As she occupied herself with nothing, he occupied himself with her, trying to find a niche for her to fit. He took her to movies, but found that she only grew interested at scenes of suffering and death. Teaching her to paint was an unmitigated disaster, for her parents eventually saw what she was painting. Only track was anything close to a success--she ran faster than all others, then collapsed to the ground, gasping at the pain.

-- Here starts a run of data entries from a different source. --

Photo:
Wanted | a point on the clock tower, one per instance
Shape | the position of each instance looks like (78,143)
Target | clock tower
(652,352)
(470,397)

He suspected from the start that she wasn't normal, and saw it confirmed as early as their first year together, when he tried to teach her to climb trees. Her fall from the highest branch broke her leg quite badly, but her parents (who had already grown used to such things) never took her to the doctor, and within a week she was back at school, perfectly healed. But he was neither so old as to wonder overmuch about such a miracle, nor so immature as to tell everyone about it. Instead, he was occupied by experimentation--by finding that a shallow cut from his father's pocketknife healed almost instantly, leaving only a small quantity of blood, but a deeper cut took five minutes to mend itself, and a broken finger an hour. And by discovering her reaction to each, taking pleasure in the pleasure she took in the pain.
Ah, pain . . . Early in their relationship, he greeted her each day with the slap that had marked their first meeting. As he grew in his understanding of her, he decided his father's pocketknife would not be missed. When they were alone he traced shallow lines across her face and watched as they closed up. In time he grew confident enough for deeper cuts and sharper pains, though always with an eye to caution, and always with something to staunch the blood and somewhere to hide it where her parents wouldn't find it.